We were silent at first, and then I eased into it.

"So, how was your day?"
"Anything exciting?"
"Nothing you want to talk about?"
"Jake--I know."
"I know about you and Steve!"
"I don't know what you're talking about."
"Jake, I know that you bought drugs from him this afternoon before 7th period. I saw it, and Steve confirmed it."
"Did you learn NOTHING from my REHAB EXPERIENCE?"

Jake was silent.

"Do you want to spend the first six months of your summer detoxicating yourself and the next year of your life in therapy?"
"You just don't understand!"
"What don't I understand? Turning pain into addiction? I LIVED IT!"
"I'm not LIKE you, David! I'm different! I don't have any sort of escape from my problems! I NEED the stuff!"
"Jake, if there's one thing I learned above all else when I was in rehab, it was that no one needs drugs. It's desire. It's something that's available to you and easy for you to get a hold of. Steve won't deny a customer a drug ever. What do your friends think?"
"They all do it too!"
"You're hanging out with DRUG ADDICTS?"
"They're not addicts! They can quit anytime and so can I!"
"Jake, you have a problem, and hanging out with those people is not going to help you. I think it would be a good idea for you to go to rehab and get cleaned up."
"What do YOU know? YOU RELAPSED!"
"Yeah, once. But I got past that too, and I think that if you take my advice you can get past it too."

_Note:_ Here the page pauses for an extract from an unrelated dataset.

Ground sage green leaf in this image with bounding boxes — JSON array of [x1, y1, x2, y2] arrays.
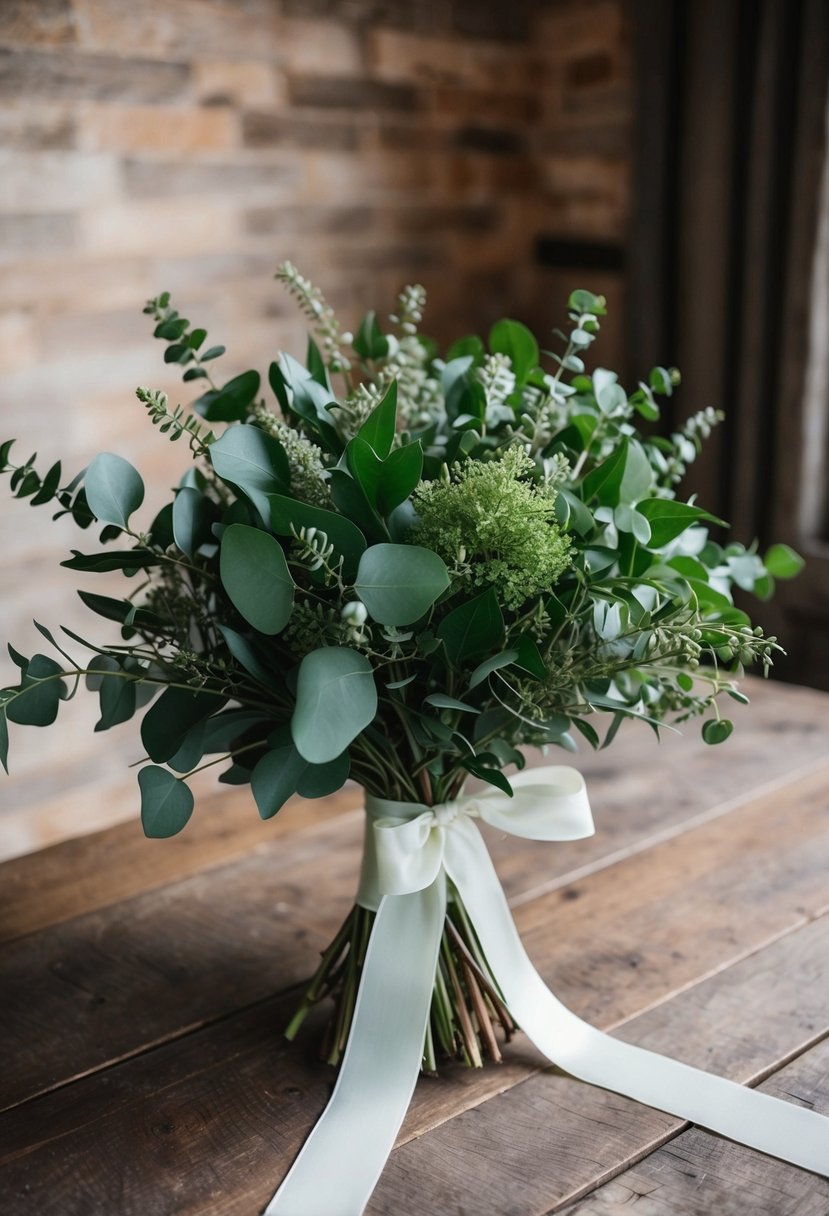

We were silent as we pulled into the garage. Jake slammed the door shut as soon as he got out of the car and stormed into the house. I rested my head on the steering wheel, feeling like a total and complete failure. I knew that Jake and I had drifted, but I thought that I could do something to help.


"David, we need to talk."
"Callie, I have had a difficult afternoon, and it's only 2:30. Can we please talk tomorrow?"
"No, because then you're going to push it back to the next day and the next day and the next day until we go off to college and never get a chance to talk about this."

She was right. It was bound to be an unpleasant conversation, but it was neccessary.

"Is now a good time?"

I looked at the door leading from the garage to my house, knowing that Jake was alone in the house doing whatever drugs he bought from Steve.

"Now's as good a time as any. Meet you at the Coffee Plantation?"
"Sounds good. See you in a few."

So I drove off, leaving Jake to his own devices and trying despearately not to think about it. I had done what I could to try to help him, and he resisted it. I had done the right thing, and now it was his problem. Besides, I had enough problems of my own to deal with.

Sometimes, when helping others doesn't work too well, you really just have to think about yourself.